自覚したらもう居てもたってもいられずボニーのところへ駆けつけようとするフォーキー。うむ、素直でカワイイ。
 
ボニーの居場所まであと少しの所まで来た時、ウッディは通りかかったアンティークショップで、かつての仲間ボーピープのランプを見つけます。
でもランプの上にいたはずの彼女はいない。ウッディは彼女の姿を探して店内に入りました。
 
 
アンティークショップには第2のロッツォみたいなキャラの女の子の人形ギャビーギャビーが君臨しています。
目をつけている女の子(店主の孫娘)にゲットしてもらうため、ウッディのボイスボックスを壊れた自分の物と取り替える機会を狙っています。
彼女にもロッツォ同様手下がいますが、彼らがまたブラックワイドショーに出てくる腹話術人形そのものでブキミ。ブラックワイドショーをこよなく愛する私でさえけっこうビビりましたから、一般の方に与えたショックはいかばかりか…
 
けっきょくウッディがボーと再会したのはその店ではなく、すぐ外にある公園でした。
しかもボーの変貌ぶりがすごい。
優しい印象だったボーは何処へやら、スカートを剥ぎ取った下着姿で(アレはズボンじゃないですよ下着ですよ)、野良猫のごとく逞しく生きる自由なおもちゃになっていました。
 
っていうかあのスカート陶器で出来てたんじゃなかったのかというツッコミはとりあえず置いときましょう。

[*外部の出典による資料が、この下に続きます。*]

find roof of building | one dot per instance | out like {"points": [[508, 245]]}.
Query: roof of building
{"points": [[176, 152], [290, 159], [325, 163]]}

ついでに、王の妻ではなく自らが王座に就かんとするジャスミンに引き続きポリコレ配慮キタコレというツッコミもやめときましょう。性別関係なく、誰にも頼らず生きていこうと思ったら逞しくならざるをえません。
まあちょっと過去作のボーのキャラを考えると無理がある気もしますが。3のバービーだったらまだ納得できた。ケンを捨てて1人逞しく生きるバービー……うむ、途轍もなく観たい(笑)。
 
ともあれ、ウッディはすっかり逞しくなったボーに助力を頼み、フォーキー救出を試みます。
しかしここでもウッディは悲哀漂う役回り。焦る気持から下手を打つたびにボーに余計な事をするなと叱責されるウッディ。1と2では冒険に出かけるウッディ達と一緒に外へ出さえしなかったのに、歳月とは、あるいは経験とは人をこうも変えるのか?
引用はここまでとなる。